If ever an entire hockey game could be summed up in one statistic, it was last night's meeting between the Carolina Hurricanes and Washington Capitals.

The Hurricanes ended up with three short-handed goals -- two came on one second period penalty -- and as a result, they also wound up with a 4-3 victory at Verizon Center.

It tied a Washington franchise record for the most allowed in game; it set a record for Carolina, which moved into a first-place tie atop the Eastern Conference with the idle Ottawa Senators.

"It stands out because it was the difference in the game," Capitals captain Jeff Halpern said. "With the exception of the last one, it wasn't like we were giving up good scoring chances. One was a lucky break. But, still, it was three short-handed goals. They are a backbreaker to begin with."

The win was the Hurricanes' third in the span of five days over the Capitals, whose seven-game point streak came to an end. But not before some serious suspense in the waning moments.

Defenseman Shaone Morrisonn's first goal as a Capital cut his team's deficit to 4-2, then Brian Willsie's tally with 1 minute 32 seconds remaining made it a one-goal game. But Carolina goalie Cam Ward made sure they never got they equalizer. He finished with a career-high 39 saves; Olie Kolzig made 28 for the Capitals.

There was some confusion inside the building during the final frantic moments. Willsie's goal was at first announced over the public address system as belonging to Ovechkin, which sent the announced crowd of 16,029 into a frenzy. It would have been the Russian rookie's 49th goal and 100th point. But Ovechkin, who was standing in front of the net, did not touch the puck on the way in.

Instead, Ovechkin, who did have an assist, will take 48 goals and 99 points into tonight's game against the New York Islanders in Uniondale, N.Y. Ovechkin's goal drought has reached five games, the second longest of his career. He is seeking to become only the second rookie in NHL history to record 50 goals and 100 points. Teemu Selanne had 76 goals and 132 points for Winnipeg in 1992-93.

"Three short-handed goals against," Capitals Coach Glen Hanlon said. "We've said all along that five-on-five we can compete with most teams."

The loss might not be the only bad news for the Capitals.

Defenseman Ivan Majesky may face a fine or suspension after initiating knee-to-knee contact with Carolina defenseman Aaron Ward.
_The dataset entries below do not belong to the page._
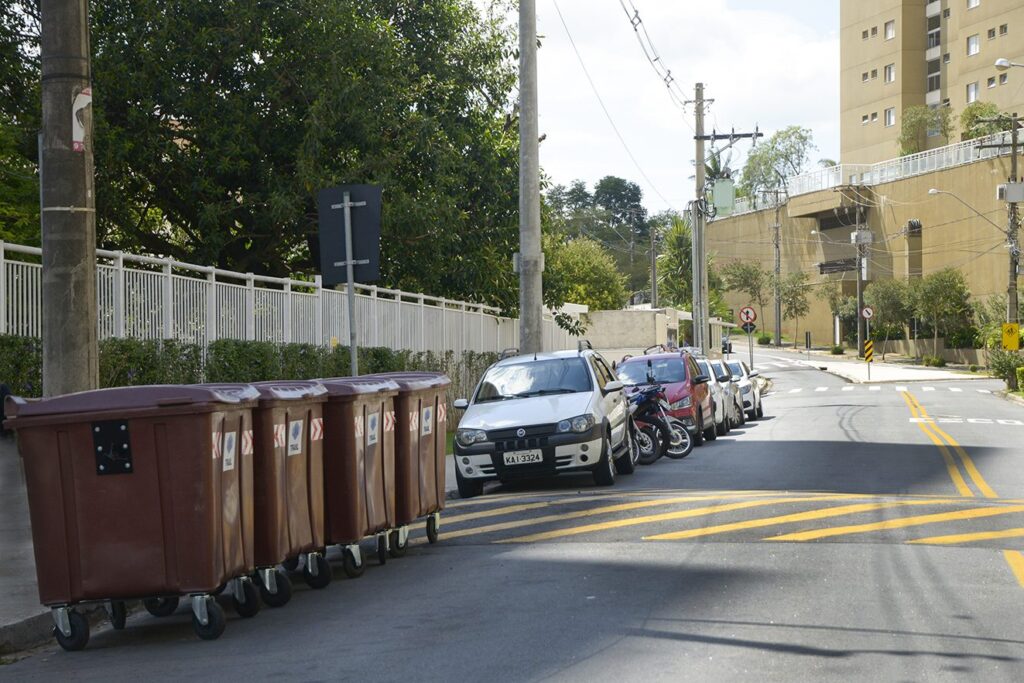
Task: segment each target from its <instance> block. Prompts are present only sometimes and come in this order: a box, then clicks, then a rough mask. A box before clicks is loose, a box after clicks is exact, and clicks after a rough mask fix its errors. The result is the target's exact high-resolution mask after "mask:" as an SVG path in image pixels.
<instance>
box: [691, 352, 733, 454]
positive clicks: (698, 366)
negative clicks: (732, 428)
mask: <svg viewBox="0 0 1024 683" xmlns="http://www.w3.org/2000/svg"><path fill="white" fill-rule="evenodd" d="M696 361H697V367H698V368H699V369H700V374H701V375H707V376H708V378H709V380H708V388H709V389H710V390H711V402H712V411H713V412H714V414H715V433H716V436H725V435H726V434H728V433H729V430H730V429H732V414H733V413H734V412H735V403H734V400H733V398H732V387H731V386H730V383H729V382H728V381H725V382H723V381H721V380H719V379H718V376H717V374H716V373H715V370H714V367H713V366H712V361H711V360H709V359H708V358H696Z"/></svg>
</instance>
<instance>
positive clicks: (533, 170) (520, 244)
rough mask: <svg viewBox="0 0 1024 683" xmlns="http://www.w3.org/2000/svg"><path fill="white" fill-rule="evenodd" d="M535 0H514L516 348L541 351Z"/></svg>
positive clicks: (538, 188) (521, 350) (536, 35)
mask: <svg viewBox="0 0 1024 683" xmlns="http://www.w3.org/2000/svg"><path fill="white" fill-rule="evenodd" d="M537 109H538V104H537V0H520V1H519V255H518V259H517V263H518V270H519V350H520V351H521V352H522V353H537V352H538V351H543V350H544V335H543V330H542V325H543V324H544V309H543V306H544V290H543V287H544V285H543V274H542V273H543V272H544V253H543V252H542V251H541V161H540V133H539V124H538V119H537V117H538V112H537Z"/></svg>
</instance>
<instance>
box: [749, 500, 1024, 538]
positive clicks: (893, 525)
mask: <svg viewBox="0 0 1024 683" xmlns="http://www.w3.org/2000/svg"><path fill="white" fill-rule="evenodd" d="M1014 512H1024V505H1008V506H1005V507H998V508H972V509H970V510H956V511H955V512H940V513H936V514H932V515H919V516H916V517H903V518H901V519H888V520H886V521H882V522H872V523H869V524H854V525H851V526H836V527H833V528H821V529H815V530H813V531H799V532H797V533H783V535H782V536H774V537H771V538H769V539H764V540H765V541H817V540H818V539H829V538H833V537H837V536H850V535H853V533H867V532H869V531H887V530H890V529H894V528H905V527H907V526H921V525H923V524H935V523H937V522H947V521H963V520H965V519H978V518H981V517H995V516H996V515H1008V514H1011V513H1014Z"/></svg>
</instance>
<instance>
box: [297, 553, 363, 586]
mask: <svg viewBox="0 0 1024 683" xmlns="http://www.w3.org/2000/svg"><path fill="white" fill-rule="evenodd" d="M313 557H315V558H316V559H314V560H313V561H314V562H316V575H315V577H314V575H312V573H310V571H309V567H308V566H307V567H306V568H304V569H303V570H302V578H303V579H305V580H306V585H307V586H309V588H326V587H327V585H328V584H330V583H331V579H332V574H331V563H330V562H328V561H327V558H326V557H324V556H323V555H313ZM345 571H346V572H347V571H348V569H345ZM349 575H351V574H349Z"/></svg>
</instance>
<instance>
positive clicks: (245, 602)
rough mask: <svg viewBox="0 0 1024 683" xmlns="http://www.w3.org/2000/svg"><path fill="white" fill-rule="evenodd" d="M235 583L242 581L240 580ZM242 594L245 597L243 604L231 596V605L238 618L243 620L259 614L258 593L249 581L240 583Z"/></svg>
mask: <svg viewBox="0 0 1024 683" xmlns="http://www.w3.org/2000/svg"><path fill="white" fill-rule="evenodd" d="M236 581H242V580H241V579H239V580H236ZM242 593H243V595H245V596H246V601H245V602H240V601H239V598H238V597H237V596H236V595H233V591H232V595H231V604H232V605H234V611H236V612H237V613H238V615H239V616H244V617H245V618H252V617H253V616H256V614H258V613H259V591H258V590H256V587H255V586H253V583H252V582H251V581H242Z"/></svg>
Majesky stuck out his leg as the players' paths crossed near center ice, with Majesky's right knee catching Ward's. The Hurricanes' player went hurtling to the ice, where he remained for several moments before being helped to the locker room. No penalty was called. Ward did not return.
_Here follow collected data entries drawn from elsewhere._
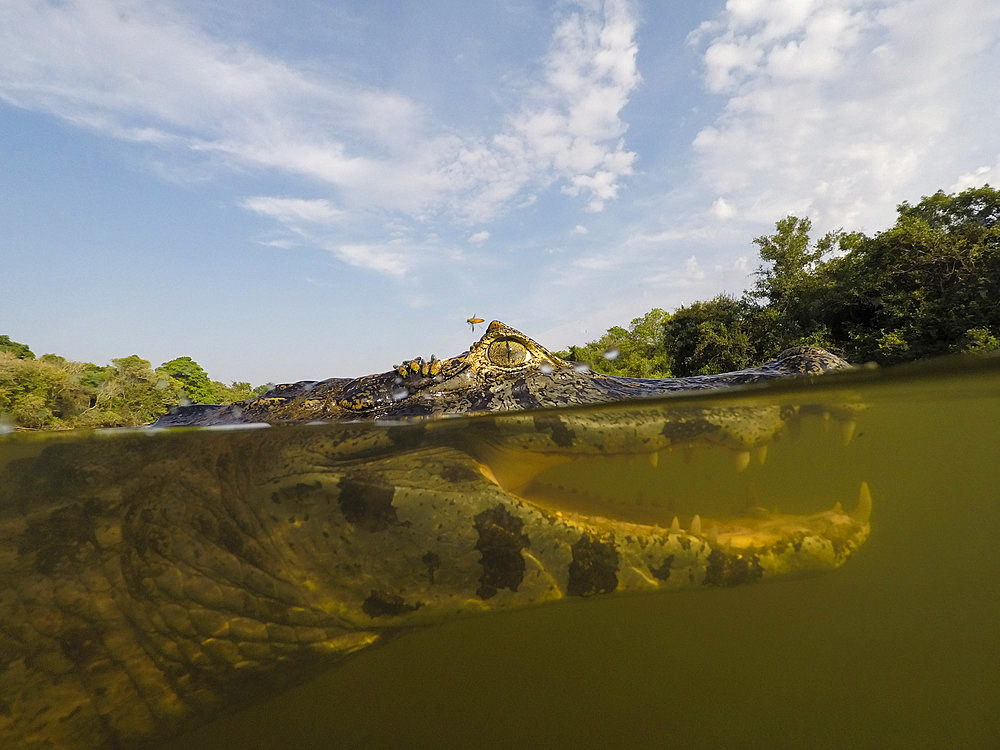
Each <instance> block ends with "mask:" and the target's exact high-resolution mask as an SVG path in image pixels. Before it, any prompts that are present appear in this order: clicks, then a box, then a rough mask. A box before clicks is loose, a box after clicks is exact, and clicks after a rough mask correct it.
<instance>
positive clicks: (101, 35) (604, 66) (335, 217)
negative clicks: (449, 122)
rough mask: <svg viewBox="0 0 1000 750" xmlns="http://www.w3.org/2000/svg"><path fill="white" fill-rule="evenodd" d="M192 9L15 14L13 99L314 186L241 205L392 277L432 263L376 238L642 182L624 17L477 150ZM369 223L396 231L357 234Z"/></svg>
mask: <svg viewBox="0 0 1000 750" xmlns="http://www.w3.org/2000/svg"><path fill="white" fill-rule="evenodd" d="M182 7H183V6H179V5H174V4H172V3H168V2H163V3H152V2H142V1H140V0H124V1H122V2H111V0H66V1H65V2H58V3H56V2H45V1H44V0H42V1H38V0H5V2H3V3H2V4H0V45H2V48H3V49H4V54H3V55H2V56H0V99H2V100H3V101H5V102H7V103H8V104H12V105H15V106H17V107H22V108H25V109H31V110H35V111H41V112H45V113H48V114H51V115H54V116H56V117H59V118H61V119H63V120H65V121H68V122H71V123H74V124H76V125H79V126H81V127H85V128H88V129H91V130H94V131H97V132H99V133H102V134H105V135H107V136H109V137H112V138H117V139H122V140H127V141H130V142H133V143H137V144H143V145H145V146H147V147H151V148H154V149H158V150H162V151H165V152H169V153H171V154H173V155H174V156H175V158H181V159H185V158H187V159H191V158H195V159H197V158H199V157H201V158H208V159H210V160H211V162H212V164H213V165H216V166H219V167H222V168H225V167H227V166H228V167H230V168H232V169H240V170H245V169H247V168H248V167H249V168H255V169H262V170H270V171H274V172H277V173H284V174H289V175H294V176H297V177H305V178H307V179H309V180H311V181H313V182H314V183H315V185H316V186H317V189H316V190H315V191H313V195H312V196H309V197H308V198H299V197H294V196H287V195H285V196H280V197H268V196H257V197H252V198H247V199H245V200H242V203H241V205H242V206H243V207H244V208H246V209H247V210H250V211H253V212H255V213H257V214H261V215H264V216H268V217H270V218H272V219H274V220H275V221H276V222H278V223H279V224H280V225H281V226H283V227H285V229H286V231H287V232H288V233H289V235H294V236H297V237H299V238H300V239H301V240H304V241H315V242H317V243H319V244H321V245H322V246H325V247H329V246H330V242H331V240H330V238H329V237H330V236H329V235H322V237H321V238H317V234H316V229H317V226H318V225H322V226H323V227H324V228H325V229H326V230H330V231H332V228H333V227H334V226H337V227H339V229H338V232H339V234H337V239H336V243H335V244H336V247H337V248H338V250H336V251H334V252H335V255H337V257H339V258H340V259H342V260H344V261H345V262H348V263H351V264H353V265H359V266H365V267H369V268H374V269H376V270H380V271H384V272H386V273H401V272H402V271H403V270H404V269H405V268H407V267H409V266H411V265H413V264H414V263H416V262H418V261H419V251H418V250H414V251H413V252H410V253H404V252H403V251H401V250H399V248H398V247H397V246H396V244H395V243H397V242H400V241H401V240H400V239H399V238H398V237H395V236H389V235H385V236H379V235H378V234H377V232H375V231H373V229H372V227H373V226H377V225H379V224H382V225H385V224H391V223H397V224H398V223H399V222H404V223H407V222H408V223H410V224H411V225H419V224H425V223H426V222H428V221H437V220H440V221H444V222H447V223H448V224H459V225H466V226H468V225H474V224H484V223H487V222H490V221H491V220H493V219H494V218H496V217H497V216H498V215H501V214H503V213H504V212H507V211H510V210H516V208H517V206H519V205H524V204H526V203H530V202H531V201H532V200H533V198H534V196H535V195H536V194H537V193H538V192H539V191H545V190H549V189H552V188H556V189H558V190H561V191H562V192H563V193H566V194H567V195H568V196H570V197H571V198H573V197H575V198H579V199H580V200H582V206H583V207H584V208H585V209H586V210H589V211H600V210H602V209H603V208H604V207H605V205H606V204H607V203H608V202H609V201H611V200H614V199H615V197H616V196H617V194H618V192H619V190H620V187H621V184H622V180H623V179H624V178H626V177H628V175H630V174H631V173H632V169H633V163H634V160H635V154H634V153H633V152H631V151H629V150H628V149H627V148H626V146H625V141H624V136H625V131H626V126H625V123H624V122H623V121H622V119H621V112H622V109H623V108H624V106H625V104H626V103H627V102H628V99H629V96H630V94H631V93H632V92H633V91H634V90H635V88H636V87H637V86H638V84H639V80H640V78H639V74H638V70H637V68H636V51H637V50H636V43H635V30H636V28H635V27H636V21H635V17H634V13H633V11H632V8H631V6H630V3H629V2H627V0H605V1H604V2H596V1H595V0H582V1H581V2H580V3H578V4H574V5H569V6H563V9H562V10H561V11H560V13H559V15H558V16H557V17H556V18H555V20H554V31H553V34H552V39H551V44H550V46H549V50H548V53H547V54H546V55H545V57H544V59H543V60H541V61H539V65H538V66H537V68H536V70H537V76H536V77H535V79H534V80H531V81H528V82H527V83H523V82H522V85H519V86H518V87H516V88H515V89H513V90H511V91H509V92H508V95H509V97H510V99H509V100H508V101H506V102H505V109H506V111H507V113H508V114H507V115H506V116H505V117H504V118H502V120H501V122H500V123H499V124H498V128H497V130H496V131H495V132H483V133H462V134H457V133H455V132H454V131H453V130H452V129H451V128H450V126H449V125H448V124H447V123H441V122H438V121H437V120H436V117H435V113H433V112H431V111H428V109H427V108H426V107H425V106H424V105H422V104H421V103H420V102H418V101H414V100H413V99H411V98H409V97H407V96H405V95H403V94H400V93H398V92H394V91H388V90H382V89H379V88H375V87H372V86H367V85H363V84H360V83H358V82H356V81H352V80H348V79H345V78H342V77H338V76H336V75H334V74H328V73H321V72H320V70H319V69H318V68H311V69H309V70H306V69H303V68H299V67H295V66H293V65H291V64H289V63H286V62H283V61H281V60H279V59H275V58H273V57H270V56H268V55H266V54H263V53H262V52H259V51H257V50H255V49H253V48H252V47H250V46H248V45H247V44H244V43H233V42H229V41H224V40H222V39H219V38H216V37H214V36H213V35H212V34H211V33H209V32H208V31H206V30H205V29H203V28H201V27H199V26H198V24H197V22H196V21H195V20H194V19H193V18H192V17H189V16H187V15H185V14H184V13H183V12H182V10H181V8H182ZM317 193H319V195H320V196H321V197H320V198H317V197H316V194H317ZM359 213H361V214H363V215H365V216H366V217H367V218H369V219H370V218H371V217H372V216H376V217H381V218H380V220H379V221H378V222H372V223H363V222H360V221H357V220H351V221H345V220H344V219H345V216H347V215H351V216H355V215H357V214H359ZM323 238H325V239H323ZM279 241H280V240H279ZM402 241H404V242H405V239H404V240H402ZM418 246H419V245H418ZM379 248H382V249H381V250H380V249H379ZM369 254H371V255H372V257H371V258H369V257H368V256H369Z"/></svg>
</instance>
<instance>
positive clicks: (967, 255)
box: [0, 185, 1000, 429]
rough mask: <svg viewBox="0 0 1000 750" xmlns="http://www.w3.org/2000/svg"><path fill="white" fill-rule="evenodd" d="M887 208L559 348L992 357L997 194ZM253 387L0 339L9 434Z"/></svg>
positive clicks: (587, 361)
mask: <svg viewBox="0 0 1000 750" xmlns="http://www.w3.org/2000/svg"><path fill="white" fill-rule="evenodd" d="M897 211H898V217H897V220H896V224H895V225H894V226H893V227H892V228H890V229H888V230H886V231H884V232H879V233H877V234H875V235H874V236H871V237H869V236H867V235H865V234H863V233H861V232H845V231H843V230H840V231H836V232H831V233H828V234H826V235H824V236H823V237H820V238H818V239H816V240H814V239H813V238H812V237H811V236H810V232H811V231H812V225H811V223H810V221H809V219H808V218H805V219H800V218H797V217H795V216H788V217H786V218H784V219H781V220H780V221H778V222H777V223H776V225H775V232H774V234H771V235H765V236H762V237H757V238H756V239H755V240H754V241H753V243H754V245H756V247H757V250H758V252H759V255H760V265H759V266H758V268H757V271H756V281H755V283H754V284H753V286H752V287H751V288H750V289H748V290H747V291H746V292H745V293H744V294H743V295H742V296H740V297H735V296H728V295H719V296H717V297H714V298H713V299H710V300H708V301H706V302H695V303H693V304H691V305H685V306H682V307H680V308H678V309H677V310H675V311H673V312H666V311H664V310H661V309H659V308H657V309H653V310H651V311H649V312H648V313H646V314H645V315H644V316H643V317H641V318H636V319H635V320H633V321H632V323H631V324H630V325H629V326H628V327H627V328H625V327H618V326H616V327H614V328H610V329H609V330H608V331H607V333H605V334H604V336H602V337H601V338H600V339H598V340H597V341H593V342H591V343H589V344H586V345H584V346H571V347H569V348H568V349H567V350H565V351H562V352H557V354H559V355H560V356H562V357H563V358H565V359H571V360H576V361H580V362H586V363H588V364H589V365H590V366H591V367H592V368H593V369H594V370H597V371H600V372H606V373H609V374H613V375H627V376H632V377H651V378H659V377H672V376H674V377H677V376H685V375H697V374H712V373H717V372H727V371H731V370H738V369H741V368H744V367H750V366H752V365H755V364H759V363H760V362H763V361H765V360H768V359H771V358H773V357H774V356H775V355H776V354H778V353H779V352H780V351H781V350H782V349H786V348H788V347H790V346H798V345H808V346H821V347H824V348H826V349H829V350H830V351H832V352H834V353H836V354H839V355H841V356H843V357H844V358H845V359H847V360H848V361H850V362H856V363H860V362H876V363H878V364H883V365H887V364H895V363H899V362H905V361H908V360H913V359H918V358H923V357H929V356H934V355H939V354H946V353H951V352H988V351H996V350H1000V191H997V190H994V189H992V188H991V187H990V186H989V185H985V186H983V187H981V188H973V189H970V190H966V191H964V192H960V193H957V194H945V193H944V192H941V191H939V192H937V193H935V194H934V195H932V196H929V197H925V198H923V199H922V200H921V201H920V202H919V203H917V204H916V205H910V204H909V203H905V202H904V203H901V204H900V205H899V206H898V207H897ZM265 389H266V386H259V387H257V388H252V387H251V386H250V384H249V383H242V382H238V383H232V384H230V385H228V386H227V385H223V384H222V383H220V382H217V381H213V380H211V379H209V377H208V375H207V374H206V373H205V371H204V370H203V369H202V368H201V366H200V365H199V364H198V363H197V362H195V361H194V360H192V359H191V358H190V357H178V358H177V359H173V360H171V361H169V362H164V363H163V364H162V365H160V366H159V367H157V368H155V369H153V368H152V367H151V366H150V363H149V362H148V361H147V360H145V359H142V358H140V357H138V356H136V355H132V356H129V357H122V358H120V359H113V360H112V363H111V364H110V365H107V366H103V367H102V366H98V365H95V364H92V363H89V362H72V361H69V360H67V359H65V358H63V357H60V356H58V355H55V354H45V355H43V356H41V357H37V358H36V357H35V355H34V354H33V353H32V351H31V349H30V348H29V347H28V346H27V345H25V344H21V343H18V342H16V341H12V340H11V339H10V338H9V337H8V336H0V420H6V422H7V423H8V424H10V423H13V425H14V426H18V427H23V428H42V429H60V428H80V427H84V428H85V427H117V426H132V425H140V424H148V423H149V422H152V421H153V420H155V419H156V418H157V417H158V416H160V415H161V414H164V413H166V411H167V410H168V409H169V408H170V407H172V406H175V405H177V404H180V403H185V402H194V403H217V404H223V403H232V402H234V401H241V400H244V399H247V398H251V397H253V396H255V395H259V394H261V393H262V392H263V391H264V390H265ZM0 426H2V425H0Z"/></svg>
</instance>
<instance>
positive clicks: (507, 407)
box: [155, 320, 848, 427]
mask: <svg viewBox="0 0 1000 750" xmlns="http://www.w3.org/2000/svg"><path fill="white" fill-rule="evenodd" d="M847 366H848V365H847V363H846V362H844V360H842V359H840V358H839V357H836V356H834V355H832V354H830V353H829V352H826V351H824V350H822V349H818V348H807V347H800V348H797V349H789V350H787V351H785V352H783V353H782V354H780V355H779V356H778V358H777V359H775V360H773V361H771V362H768V363H766V364H764V365H761V366H759V367H755V368H750V369H746V370H740V371H737V372H731V373H725V374H722V375H704V376H694V377H687V378H662V379H646V378H624V377H614V376H610V375H604V374H602V373H598V372H593V371H591V370H590V369H589V368H588V367H587V366H585V365H582V364H579V363H574V362H568V361H566V360H564V359H560V358H559V357H557V356H555V355H554V354H552V353H551V352H550V351H548V350H547V349H546V348H545V347H543V346H542V345H541V344H539V343H537V342H536V341H533V340H532V339H531V338H529V337H528V336H525V335H524V334H523V333H521V332H520V331H517V330H515V329H513V328H511V327H509V326H507V325H504V324H503V323H501V322H500V321H498V320H495V321H493V322H492V323H490V325H489V328H488V329H487V331H486V333H485V334H484V335H483V337H482V338H481V339H479V341H477V342H475V343H474V344H473V345H472V346H471V347H470V349H469V351H467V352H464V353H463V354H460V355H458V356H456V357H451V358H448V359H436V358H434V357H431V358H430V359H429V360H424V359H423V358H421V357H418V358H415V359H412V360H408V361H406V362H403V363H402V364H400V365H397V366H396V367H395V368H394V369H392V370H390V371H389V372H384V373H380V374H377V375H367V376H364V377H360V378H356V379H353V380H352V379H345V378H333V379H330V380H323V381H318V382H316V381H303V382H299V383H290V384H284V385H279V386H275V387H274V388H272V389H271V390H270V391H268V392H267V393H266V394H265V395H264V396H262V397H260V398H257V399H252V400H249V401H244V402H241V403H238V404H233V405H230V406H204V405H195V406H186V407H180V408H179V409H176V410H175V411H174V412H172V413H171V414H168V415H166V416H164V417H162V418H161V419H160V420H158V421H157V423H156V425H155V426H158V427H174V426H193V425H218V424H239V423H249V422H264V423H269V424H278V423H286V422H313V421H320V422H353V421H367V420H373V419H376V420H386V419H406V418H411V417H433V416H445V415H447V416H454V415H459V414H476V413H484V412H498V411H524V410H528V409H542V408H548V407H558V406H573V405H582V404H594V403H605V402H609V401H621V400H625V399H632V398H640V397H650V396H661V395H665V394H667V393H675V392H681V391H694V390H705V389H712V388H722V387H731V386H735V385H746V384H752V383H756V382H760V381H764V380H770V379H774V378H778V377H787V376H790V375H797V374H816V373H820V372H824V371H826V370H831V369H838V368H843V367H847Z"/></svg>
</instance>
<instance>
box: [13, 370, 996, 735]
mask: <svg viewBox="0 0 1000 750" xmlns="http://www.w3.org/2000/svg"><path fill="white" fill-rule="evenodd" d="M998 424H1000V360H998V359H991V358H980V359H944V360H938V361H930V362H925V363H921V364H916V365H910V366H904V367H898V368H892V369H887V370H882V369H866V368H859V369H856V370H853V371H851V372H847V373H837V374H830V375H824V376H822V377H820V378H816V379H808V380H803V381H791V382H778V383H772V384H769V385H764V386H755V387H750V388H744V389H731V390H725V391H711V392H701V393H698V394H694V395H679V396H671V397H665V398H658V399H649V400H638V401H631V402H626V403H616V404H607V405H598V406H588V407H575V408H571V409H549V410H541V411H538V412H522V413H513V414H490V415H483V416H474V417H460V418H454V419H440V420H434V421H431V422H398V423H393V424H370V423H369V424H342V425H300V426H284V427H270V428H267V429H213V428H187V429H184V428H181V429H167V430H114V431H97V432H89V433H82V432H81V433H14V434H9V435H6V436H2V437H0V586H2V589H0V745H2V746H3V747H46V746H61V747H75V748H91V747H105V746H110V745H111V744H112V743H117V744H118V745H119V746H123V747H128V746H135V747H149V748H170V749H171V750H175V749H176V750H180V748H191V747H199V748H230V747H237V746H243V747H252V748H269V749H270V748H274V749H277V748H298V749H302V748H331V747H345V748H350V747H399V748H411V747H412V748H425V747H426V748H432V747H481V748H492V747H498V748H499V747H539V746H545V747H553V748H581V747H601V746H612V747H639V748H641V747H664V746H671V745H681V746H684V747H687V748H700V747H716V746H719V745H732V746H740V747H773V746H777V745H791V744H797V745H800V746H804V747H810V748H844V747H851V748H875V747H878V748H885V747H990V746H992V743H993V741H995V739H996V737H998V736H1000V716H998V712H997V711H996V707H997V706H998V705H1000V638H998V629H997V623H998V622H1000V557H998V547H1000V502H998V500H1000V499H998V491H997V486H998V479H1000V433H998ZM540 434H544V435H545V436H546V437H547V438H548V440H547V441H545V442H542V441H539V440H538V439H537V437H538V436H539V435H540ZM553 442H554V443H555V444H556V447H555V448H553V447H552V444H553Z"/></svg>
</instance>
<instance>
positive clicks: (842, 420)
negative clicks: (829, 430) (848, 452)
mask: <svg viewBox="0 0 1000 750" xmlns="http://www.w3.org/2000/svg"><path fill="white" fill-rule="evenodd" d="M857 427H858V423H857V422H855V421H854V420H853V419H842V420H841V421H840V442H841V444H842V445H844V446H845V447H846V446H848V445H850V444H851V440H853V439H854V431H855V430H856V429H857Z"/></svg>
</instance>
With less than two minutes remaining, Frantisek Kaberle suffered a gruesome cut on his face when his face collided with the end boards. He was still being stitched up 45 minutes after the game had ended.

Halpern's power-play goal at 13:48 of the first period gave the Capitals a 1-0 lead. It was his fourth goal in five games.

Washington nursed that lead into the second period. But a couple of unfortunate bounces turned things in the Hurricanes' favor. Carolina was short-handed when a shot by Kaberle deflected off of a Washington player, then deflected off the skate of Carolina's Kevyn Adams and into the net at 3:47.

Nineteen seconds later, with the Hurricanes still short-handed, Ovechkin was carrying the puck across the neutral zone when Rod Brind'Amour caused him to lose an edge and fall to the ice. The Hurricanes' Justin Williams scooped up the puck, raced in on Kolzig alone and beat him between the leg pads.

Eric Staal extended the Hurricanes' lead to 3-1 with a power-play goal at 11:45. Then, 44 seconds into the third period, Williams's second short-handed goal of the game -- he finished off a two on one with Brind'Amour after a turnover at the Capitals blue line -- staked the Hurricanes to a 4-1 lead. It turned out to be just enough.

"It's a first, maybe," Capitals defenseman Steve Eminger said when asked if he recalled ever seeing three short-handed goals in a game. "You can call them lucky. But we shouldn't have put ourselves in that position."

Capitals Note: It was the fourth time Washington had surrendered three short-handed goals in franchise history, first since 1983.